A self-template method is reported to prepare hollow-structured and ordered mesoporous carbon (HOMC) nanoplates by depositing resol-F127 monomicelles onto the surface of metal-organic-framework nanosheets, followed by hydrothermal reaction and carbonization. From adding FeCl 3 during the hydrothermal reaction, Fe-doped HOMC can be obtained after carbonization, which exhibits higher electrocatalytic activity and efficiency than the commercial Pt/C during the oxygen reduction reaction • Hollow-structured OMC (HOMC) nanosheets are prepared by a self-template strategy. • Fe-doped HOMC is obtained as a result from adding FeCl 3 during assembly process. • The Fe-doped HOMC exhibits outstanding electrocatalytic ORR performance. The rational design and fabrication of ordered mesoporous materials with highly exposed surface area are of great significance to address the fundamental challenges in electrochemistry-related applications by providing more active sites and fast ion/gas diffusion channel. In this work, a self-template method is reported to prepare hollow-structured mesoporous carbon (HOMC) nanoplates by depositing resol-F127 micelles onto the surface of metal–organic-framework (MOF) nanoplates, followed by hydrothermal reaction and carbonization.

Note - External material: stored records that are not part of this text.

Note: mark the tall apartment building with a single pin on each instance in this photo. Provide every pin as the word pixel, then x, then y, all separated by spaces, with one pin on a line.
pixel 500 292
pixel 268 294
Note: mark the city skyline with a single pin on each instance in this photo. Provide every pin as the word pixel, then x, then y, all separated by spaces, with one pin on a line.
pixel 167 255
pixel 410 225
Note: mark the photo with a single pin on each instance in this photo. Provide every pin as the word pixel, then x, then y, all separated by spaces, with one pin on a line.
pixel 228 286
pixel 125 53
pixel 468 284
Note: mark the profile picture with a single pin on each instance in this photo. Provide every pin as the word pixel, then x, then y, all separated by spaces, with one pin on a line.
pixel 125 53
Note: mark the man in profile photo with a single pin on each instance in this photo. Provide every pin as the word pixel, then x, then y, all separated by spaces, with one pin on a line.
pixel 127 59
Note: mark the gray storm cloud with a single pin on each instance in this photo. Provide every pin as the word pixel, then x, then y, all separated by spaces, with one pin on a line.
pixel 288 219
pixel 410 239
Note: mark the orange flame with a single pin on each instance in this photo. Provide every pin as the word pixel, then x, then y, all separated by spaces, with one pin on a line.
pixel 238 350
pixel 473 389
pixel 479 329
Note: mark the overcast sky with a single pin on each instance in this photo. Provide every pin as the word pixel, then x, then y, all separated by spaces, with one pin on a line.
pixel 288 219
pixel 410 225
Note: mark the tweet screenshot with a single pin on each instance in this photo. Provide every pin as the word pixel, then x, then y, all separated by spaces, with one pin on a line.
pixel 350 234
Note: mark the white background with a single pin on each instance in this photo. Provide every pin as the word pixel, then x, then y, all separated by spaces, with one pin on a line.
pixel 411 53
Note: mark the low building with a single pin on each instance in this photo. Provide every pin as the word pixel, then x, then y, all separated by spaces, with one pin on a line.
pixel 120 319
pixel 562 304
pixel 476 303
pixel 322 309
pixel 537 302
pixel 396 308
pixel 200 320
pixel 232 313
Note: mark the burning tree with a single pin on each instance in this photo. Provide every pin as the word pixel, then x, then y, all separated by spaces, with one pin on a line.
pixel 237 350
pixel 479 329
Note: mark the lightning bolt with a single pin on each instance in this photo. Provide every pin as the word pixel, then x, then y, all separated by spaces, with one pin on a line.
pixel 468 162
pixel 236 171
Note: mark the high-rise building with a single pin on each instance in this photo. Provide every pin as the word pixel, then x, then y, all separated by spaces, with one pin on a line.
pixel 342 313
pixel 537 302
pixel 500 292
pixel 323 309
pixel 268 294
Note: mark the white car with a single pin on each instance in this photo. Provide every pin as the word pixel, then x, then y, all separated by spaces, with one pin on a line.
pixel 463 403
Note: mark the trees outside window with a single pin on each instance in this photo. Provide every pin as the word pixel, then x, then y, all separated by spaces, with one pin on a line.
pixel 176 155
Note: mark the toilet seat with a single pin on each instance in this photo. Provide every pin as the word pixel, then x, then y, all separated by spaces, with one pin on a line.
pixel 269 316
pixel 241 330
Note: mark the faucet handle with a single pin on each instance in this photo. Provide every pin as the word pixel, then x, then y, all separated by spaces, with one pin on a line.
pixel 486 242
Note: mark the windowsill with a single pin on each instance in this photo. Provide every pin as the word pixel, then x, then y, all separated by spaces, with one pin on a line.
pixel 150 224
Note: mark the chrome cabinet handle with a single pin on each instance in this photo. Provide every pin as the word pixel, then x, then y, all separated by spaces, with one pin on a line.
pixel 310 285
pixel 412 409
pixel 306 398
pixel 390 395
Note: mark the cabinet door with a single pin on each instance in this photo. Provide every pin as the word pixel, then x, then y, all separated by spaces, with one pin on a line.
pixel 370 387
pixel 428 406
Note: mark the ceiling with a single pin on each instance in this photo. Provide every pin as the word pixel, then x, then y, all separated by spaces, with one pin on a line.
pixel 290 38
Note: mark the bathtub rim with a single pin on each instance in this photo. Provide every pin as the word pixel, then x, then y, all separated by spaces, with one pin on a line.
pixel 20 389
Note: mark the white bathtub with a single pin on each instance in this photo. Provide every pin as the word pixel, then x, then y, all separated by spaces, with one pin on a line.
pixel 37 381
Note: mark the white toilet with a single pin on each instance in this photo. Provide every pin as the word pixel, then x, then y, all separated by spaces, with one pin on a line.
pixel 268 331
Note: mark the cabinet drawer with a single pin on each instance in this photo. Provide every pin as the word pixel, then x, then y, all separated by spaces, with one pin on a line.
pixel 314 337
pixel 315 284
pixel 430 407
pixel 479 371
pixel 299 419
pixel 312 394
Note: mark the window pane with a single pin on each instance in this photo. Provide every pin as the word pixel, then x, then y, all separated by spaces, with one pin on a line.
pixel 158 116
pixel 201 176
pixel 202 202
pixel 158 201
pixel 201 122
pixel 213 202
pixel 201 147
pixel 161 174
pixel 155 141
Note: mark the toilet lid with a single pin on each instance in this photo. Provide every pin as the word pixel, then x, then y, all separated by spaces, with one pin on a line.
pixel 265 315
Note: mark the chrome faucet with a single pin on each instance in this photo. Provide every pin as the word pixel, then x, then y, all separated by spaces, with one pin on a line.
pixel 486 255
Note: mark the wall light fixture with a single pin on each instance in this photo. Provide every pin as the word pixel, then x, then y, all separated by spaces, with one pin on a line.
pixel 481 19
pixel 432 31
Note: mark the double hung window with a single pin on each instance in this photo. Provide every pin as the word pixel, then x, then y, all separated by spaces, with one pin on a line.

The parameters influencing the morphology and microstructure of the HOMC materials, i.e. , the MOF-to-resol-F127 ratio and the concentration of resol-F127 micelles, are systematically investigated. Fe-doped HOMC (Fe/HOMC) is obtained after carbonization, as a result from adding FeCl 3 during the hydrothermal reaction. Benefiting from morphological aspects, such as the nanoplate shape, the hollow structure, and mesoporous walls, the Fe/HOMC exhibits higher electrocatalytic activity and efficiency than the commercial Pt/C during oxygen reduction reaction (ORR). In addition, when compared to traditional Pt/C benchmark, the Fe/HOMC shows a superior durability and tolerance to methanol poisoning while operating for ORR. The assembled Zn-air battery possesses high power densities with excellent cycling stability. The strategy proposed here can provide a new avenue for the design of ordered mesoporous materials with hollow structure for a wide variety of applications.